Subscription Required. Please recommend JoVE to your librarian.
Acknowledgments
Autorzy dziękują Karen Hilburn za doskonałą pomoc techniczną. Projekt ten był wspierany przez National Initiative Badania państwa USDA Spółdzielnia badań, edukacji i Extension Service (nagroda # 2004-35604-14327). Matias Pasquali jest obsługiwany przez Branco Weiss Fellowship. Pszenica USA i inicjatywy Scab Jęczmień jest także obecna na wsparcie kontynuacji badań.
Materials
| Name | Type | Company | Catalog Number | Comments |
| Petri dish 9 cm diameter | Tool | |||
| Tween 60 (20%) | Reagent | |||
| Carrot agar (20% w/v organic carrots and 1.5% w/v agar) | Reagent |
References
- Beyer, M., Verreet, J. A. Germination of Gibberella zeae ascospores as affected by age of spores after discharge and environmental factors. , (2005).
- Francl, L., Shaner, G., Bergstrom, G., Gilbert, J., Pedersen, W., Dill-Macky, R., Sweets, L., Corwin, B., Jin, Y., Gallenberg, D., Wiersma, J. Daily inoculum levels of Gibberella zeae on wheat spikes. Plant Disease 83,662-666. , (1999).
- Goswami, R. S., Kistler, H. C. Heading for disaster, Fusarium graminearum on cereal crops. Molecular Plant Pathology 5,515–525. , (2004).
- Klittich, C. J. R., Leslie, J. F. Nitrate reduction mutants in Fusarium moniliforme (Gibberella fujikuroi.
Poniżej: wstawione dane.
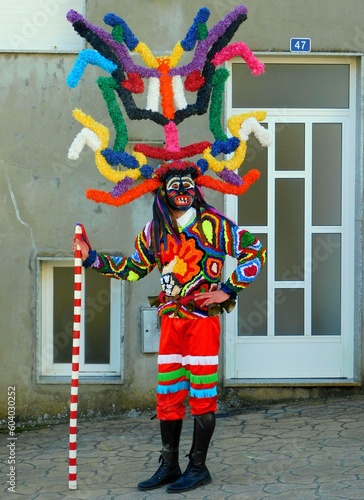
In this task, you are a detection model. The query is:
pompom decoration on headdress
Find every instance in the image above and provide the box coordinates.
[67,5,270,206]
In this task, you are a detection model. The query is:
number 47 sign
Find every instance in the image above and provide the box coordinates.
[290,38,311,52]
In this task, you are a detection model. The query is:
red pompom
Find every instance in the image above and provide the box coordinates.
[121,73,144,94]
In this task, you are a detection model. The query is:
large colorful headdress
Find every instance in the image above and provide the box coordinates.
[67,5,269,206]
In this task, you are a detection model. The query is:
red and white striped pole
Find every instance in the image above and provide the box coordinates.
[68,224,82,490]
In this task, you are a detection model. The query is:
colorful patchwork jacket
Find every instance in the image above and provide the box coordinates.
[83,209,265,319]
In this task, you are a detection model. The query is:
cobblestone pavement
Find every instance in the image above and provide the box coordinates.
[0,396,364,500]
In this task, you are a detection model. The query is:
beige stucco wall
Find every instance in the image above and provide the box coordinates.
[0,0,364,419]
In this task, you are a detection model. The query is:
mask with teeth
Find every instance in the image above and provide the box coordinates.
[166,174,195,212]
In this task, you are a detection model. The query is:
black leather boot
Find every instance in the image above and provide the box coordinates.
[138,420,182,491]
[167,412,215,493]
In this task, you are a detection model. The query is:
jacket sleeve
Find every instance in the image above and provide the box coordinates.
[83,224,156,281]
[221,220,266,297]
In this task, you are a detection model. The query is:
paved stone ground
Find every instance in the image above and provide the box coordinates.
[0,396,364,500]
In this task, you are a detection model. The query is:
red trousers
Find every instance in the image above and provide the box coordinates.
[157,316,220,420]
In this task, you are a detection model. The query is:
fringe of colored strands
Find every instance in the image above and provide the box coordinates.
[68,224,82,490]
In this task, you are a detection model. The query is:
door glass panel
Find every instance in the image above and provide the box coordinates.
[312,234,341,335]
[53,267,74,363]
[275,123,305,170]
[237,234,269,336]
[275,179,304,281]
[85,273,110,364]
[238,128,268,227]
[232,63,349,110]
[312,123,342,226]
[275,288,304,336]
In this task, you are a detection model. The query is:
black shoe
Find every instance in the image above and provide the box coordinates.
[167,462,212,493]
[137,455,181,491]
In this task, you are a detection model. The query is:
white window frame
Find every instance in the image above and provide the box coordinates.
[37,257,125,383]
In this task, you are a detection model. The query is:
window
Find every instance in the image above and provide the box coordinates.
[0,0,85,52]
[38,258,123,382]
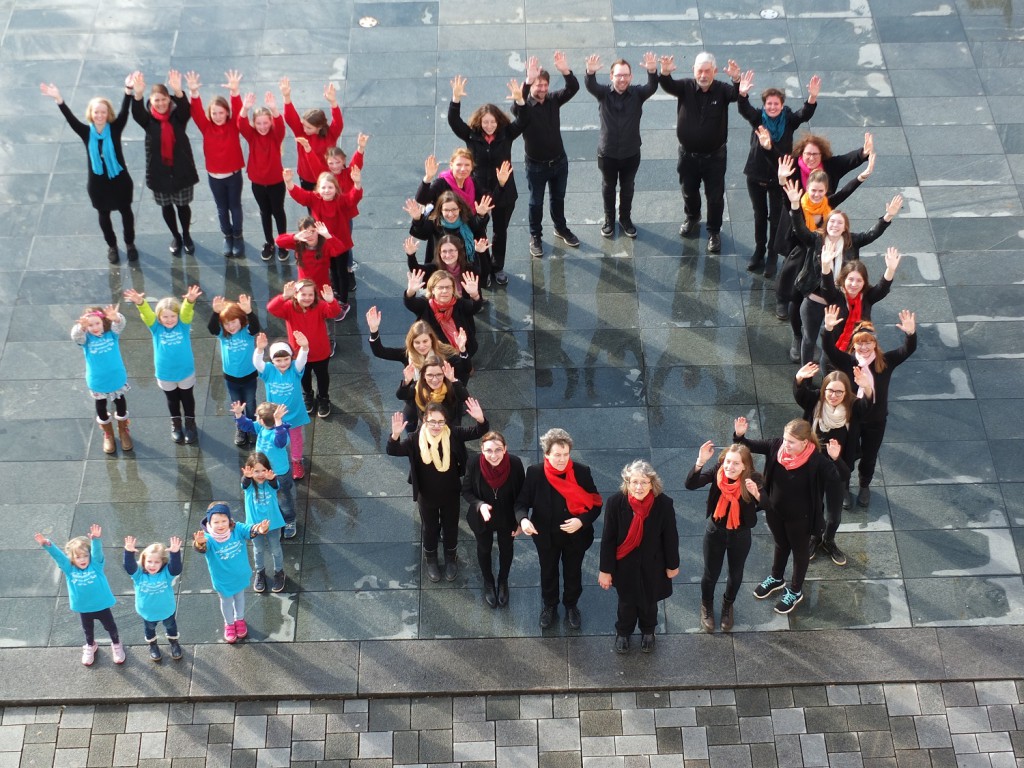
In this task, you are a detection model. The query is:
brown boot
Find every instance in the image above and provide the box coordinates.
[96,419,118,454]
[114,416,135,451]
[700,602,715,632]
[722,598,735,632]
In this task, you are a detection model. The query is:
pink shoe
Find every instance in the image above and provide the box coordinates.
[82,643,98,667]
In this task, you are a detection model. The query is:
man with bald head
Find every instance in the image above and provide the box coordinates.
[658,51,739,253]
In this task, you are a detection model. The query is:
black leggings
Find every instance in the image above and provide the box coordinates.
[96,204,135,248]
[302,357,331,397]
[253,181,288,243]
[96,395,128,424]
[160,205,191,238]
[164,387,196,419]
[79,608,121,645]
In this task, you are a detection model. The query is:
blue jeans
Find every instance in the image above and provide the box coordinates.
[526,155,569,237]
[247,528,285,573]
[210,171,242,238]
[224,372,259,419]
[142,613,178,643]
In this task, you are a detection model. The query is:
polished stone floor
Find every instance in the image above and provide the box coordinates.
[0,0,1024,712]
Genetics. 118, 417-2013 (1998).
- Trail, F., Common, R. Perithecium development in Gibberella zeae, a light microscopy study. , (2000).
- Tschantz, A. T., Horst, R. L., Nelson, P. E. A substrate for uniform production of perithecia in Gibberella zeae. Mycologia. , 67-1101 (1975).
- Tschanz, A. T., Horst, R. K., Nelson, P. E. The effect of environment on sexual reproduction of Gibberella zeae. , (1976).